Several preclinical studies and clinical trials of phase I and phase II using both monoclonal antibodies against VEGF and VEGFR pathways have proven that these agents are safe. These agents are also of great potential in cancer therapy in patients by blocking the angiogenesis pathway thus restricting the tumor mass and reducing the possibility of metastasis [15, 16].
There are various inhibitors available which target the VEGF pathway. Bevacuzimab is a humanized monoclonal antibody which binds to VEGF-A [17, 18] before it can attach to its receptor VEGFR1 and VEGFR2, thus blocking the pathway. Another monoclonal antibody used to target VEGF pathway is IMC-1121B which selectively binds and inhibits the VEGFR-2 [19]. It is a chimeric IgG1 antibody and its binding prevents the formation of ligand- receptor complex and thus inhibits the dimerization and phosphorylation of tyrosine kinase. There are several tyrosine kinase inhibitors which prevent the phosphorylation of the tyrosine kinase thus blocking the angiogenesis. Some of the examples are given in Table 2 like, CDP-791 targets VEGFR-2 [20] and there are several tyrosine kinase inhibitors namely PTK-787 [21], AEE788 [22], ZD6474, AG013736 [23, 24], AZD2171 [25], SUO11248 [26], CP-547,632 [27], GW786024 [28], Bay 93-4006 [29], AMG 706 [30].
Bevacuzimab has shown good tolerance in patients in preclinical and early clinical studies. Although it has shown some side effects such as hypertension and risk of thromboembolism due to toxicity, but clinical efficiency has also been demonstrated [31].

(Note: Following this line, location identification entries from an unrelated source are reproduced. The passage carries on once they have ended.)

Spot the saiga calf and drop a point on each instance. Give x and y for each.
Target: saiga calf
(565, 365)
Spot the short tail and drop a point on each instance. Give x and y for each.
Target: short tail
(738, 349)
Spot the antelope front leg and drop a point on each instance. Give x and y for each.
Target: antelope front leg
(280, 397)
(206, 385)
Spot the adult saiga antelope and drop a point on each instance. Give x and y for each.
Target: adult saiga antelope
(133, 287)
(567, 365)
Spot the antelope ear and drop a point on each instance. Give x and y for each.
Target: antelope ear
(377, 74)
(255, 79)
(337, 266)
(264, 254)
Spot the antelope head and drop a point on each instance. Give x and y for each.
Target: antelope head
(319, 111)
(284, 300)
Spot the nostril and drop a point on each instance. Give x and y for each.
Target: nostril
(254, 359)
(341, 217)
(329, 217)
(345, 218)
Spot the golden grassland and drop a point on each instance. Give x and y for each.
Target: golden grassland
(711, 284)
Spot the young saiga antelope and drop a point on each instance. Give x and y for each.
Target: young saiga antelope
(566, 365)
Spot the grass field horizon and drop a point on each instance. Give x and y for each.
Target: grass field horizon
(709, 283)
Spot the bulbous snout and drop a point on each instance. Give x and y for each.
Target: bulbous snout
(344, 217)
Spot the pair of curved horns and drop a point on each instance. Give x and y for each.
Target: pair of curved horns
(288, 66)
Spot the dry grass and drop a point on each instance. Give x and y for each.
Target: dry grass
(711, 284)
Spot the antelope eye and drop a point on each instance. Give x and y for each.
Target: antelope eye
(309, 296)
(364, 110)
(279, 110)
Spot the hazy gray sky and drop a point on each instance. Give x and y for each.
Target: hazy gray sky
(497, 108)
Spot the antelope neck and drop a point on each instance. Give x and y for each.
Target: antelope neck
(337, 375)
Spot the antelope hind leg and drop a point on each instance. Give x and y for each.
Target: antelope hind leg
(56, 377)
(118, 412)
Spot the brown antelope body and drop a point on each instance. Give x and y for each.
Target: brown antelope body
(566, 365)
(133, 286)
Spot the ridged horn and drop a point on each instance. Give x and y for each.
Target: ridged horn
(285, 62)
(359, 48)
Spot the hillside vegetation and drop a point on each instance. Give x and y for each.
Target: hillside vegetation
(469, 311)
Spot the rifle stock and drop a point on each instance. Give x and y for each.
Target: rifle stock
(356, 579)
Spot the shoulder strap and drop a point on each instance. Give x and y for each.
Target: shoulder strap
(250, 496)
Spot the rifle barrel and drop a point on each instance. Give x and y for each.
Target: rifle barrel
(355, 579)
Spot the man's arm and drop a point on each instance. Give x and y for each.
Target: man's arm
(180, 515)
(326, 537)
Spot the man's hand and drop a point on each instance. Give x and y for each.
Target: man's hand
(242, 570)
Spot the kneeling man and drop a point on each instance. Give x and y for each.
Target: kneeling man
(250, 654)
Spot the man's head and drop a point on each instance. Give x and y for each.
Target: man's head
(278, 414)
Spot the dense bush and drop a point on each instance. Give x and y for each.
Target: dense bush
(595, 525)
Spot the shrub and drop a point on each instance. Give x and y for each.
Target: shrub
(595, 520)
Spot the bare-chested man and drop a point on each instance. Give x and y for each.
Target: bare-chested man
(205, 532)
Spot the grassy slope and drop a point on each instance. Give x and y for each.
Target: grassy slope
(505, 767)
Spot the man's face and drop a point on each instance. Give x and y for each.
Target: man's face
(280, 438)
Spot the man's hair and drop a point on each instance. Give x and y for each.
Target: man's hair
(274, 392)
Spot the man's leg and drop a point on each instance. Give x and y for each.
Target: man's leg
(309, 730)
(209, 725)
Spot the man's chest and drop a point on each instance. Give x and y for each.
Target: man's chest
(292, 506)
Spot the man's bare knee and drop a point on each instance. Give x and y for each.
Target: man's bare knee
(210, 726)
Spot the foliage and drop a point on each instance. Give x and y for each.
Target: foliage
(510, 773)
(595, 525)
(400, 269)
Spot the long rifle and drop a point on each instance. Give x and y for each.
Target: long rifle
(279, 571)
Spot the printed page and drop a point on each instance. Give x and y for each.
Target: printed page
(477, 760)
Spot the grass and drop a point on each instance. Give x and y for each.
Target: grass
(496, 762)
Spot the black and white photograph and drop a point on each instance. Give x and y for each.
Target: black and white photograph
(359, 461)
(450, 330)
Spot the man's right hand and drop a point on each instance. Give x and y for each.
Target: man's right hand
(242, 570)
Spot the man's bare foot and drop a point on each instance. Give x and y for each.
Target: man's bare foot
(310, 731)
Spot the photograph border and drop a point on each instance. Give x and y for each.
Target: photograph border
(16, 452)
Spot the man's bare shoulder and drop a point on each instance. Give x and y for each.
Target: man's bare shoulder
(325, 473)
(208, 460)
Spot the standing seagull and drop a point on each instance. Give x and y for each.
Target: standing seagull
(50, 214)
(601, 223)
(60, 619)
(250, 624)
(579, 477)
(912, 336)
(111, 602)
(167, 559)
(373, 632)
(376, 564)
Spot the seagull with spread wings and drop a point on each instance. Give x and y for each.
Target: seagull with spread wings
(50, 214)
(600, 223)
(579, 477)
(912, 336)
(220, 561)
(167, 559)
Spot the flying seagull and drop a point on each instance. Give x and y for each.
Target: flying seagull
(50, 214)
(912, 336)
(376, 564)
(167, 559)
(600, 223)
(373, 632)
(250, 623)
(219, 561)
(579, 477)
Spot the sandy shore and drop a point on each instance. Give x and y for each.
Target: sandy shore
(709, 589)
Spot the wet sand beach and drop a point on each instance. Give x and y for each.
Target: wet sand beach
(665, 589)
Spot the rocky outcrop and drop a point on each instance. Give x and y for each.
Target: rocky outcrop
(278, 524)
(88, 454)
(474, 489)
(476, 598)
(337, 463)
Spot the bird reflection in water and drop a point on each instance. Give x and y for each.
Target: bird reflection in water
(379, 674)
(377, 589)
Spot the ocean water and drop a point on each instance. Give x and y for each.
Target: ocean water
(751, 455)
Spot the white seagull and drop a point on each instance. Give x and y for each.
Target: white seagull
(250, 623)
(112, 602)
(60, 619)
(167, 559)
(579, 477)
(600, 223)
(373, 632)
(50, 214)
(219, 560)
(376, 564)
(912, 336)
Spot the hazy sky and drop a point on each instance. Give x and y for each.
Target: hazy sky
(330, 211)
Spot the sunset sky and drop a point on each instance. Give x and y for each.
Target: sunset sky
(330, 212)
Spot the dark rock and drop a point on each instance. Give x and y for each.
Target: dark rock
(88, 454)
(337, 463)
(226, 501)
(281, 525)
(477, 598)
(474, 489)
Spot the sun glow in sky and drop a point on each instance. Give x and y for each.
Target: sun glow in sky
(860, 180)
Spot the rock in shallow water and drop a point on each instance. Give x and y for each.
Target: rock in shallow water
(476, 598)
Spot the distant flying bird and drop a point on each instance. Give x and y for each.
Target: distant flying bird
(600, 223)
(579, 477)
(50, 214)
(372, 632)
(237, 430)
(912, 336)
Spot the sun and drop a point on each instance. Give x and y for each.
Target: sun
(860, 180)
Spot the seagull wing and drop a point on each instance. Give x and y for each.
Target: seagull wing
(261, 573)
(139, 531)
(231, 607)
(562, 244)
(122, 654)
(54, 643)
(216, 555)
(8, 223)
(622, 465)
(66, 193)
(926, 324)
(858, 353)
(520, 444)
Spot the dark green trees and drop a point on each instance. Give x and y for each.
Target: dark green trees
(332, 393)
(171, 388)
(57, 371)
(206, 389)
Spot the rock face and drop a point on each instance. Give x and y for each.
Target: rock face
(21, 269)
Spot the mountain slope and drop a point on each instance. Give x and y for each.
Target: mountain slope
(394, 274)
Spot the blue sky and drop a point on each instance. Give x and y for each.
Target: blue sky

The VEGF inhibitors will not be specific to the tumor cells as the normal cells also contain VEGF and VEGFR though in less concentration than in the tumor cells where it is overexpressed due to hypoxic conditions. These hypoxic conditions lead to the expression of a transcription activator hypoxia inducible factor alpha (HIF-1α). HIF-1α has also been found in cancer stem cells and hence it is an effective way of targeting the drug or monoclonal antibody via the use of nanoparticle [32]. The nanoparticle could be gold, iron, which encapsulates the drug/monoclonal antibody [33]. Although VEGF/VEGFR is also found in normal cell, one cell i.e. unique to tumour is cancer stem cell. Therefore, it is important to target VEGF in the vicinity of cancer stem cell(s).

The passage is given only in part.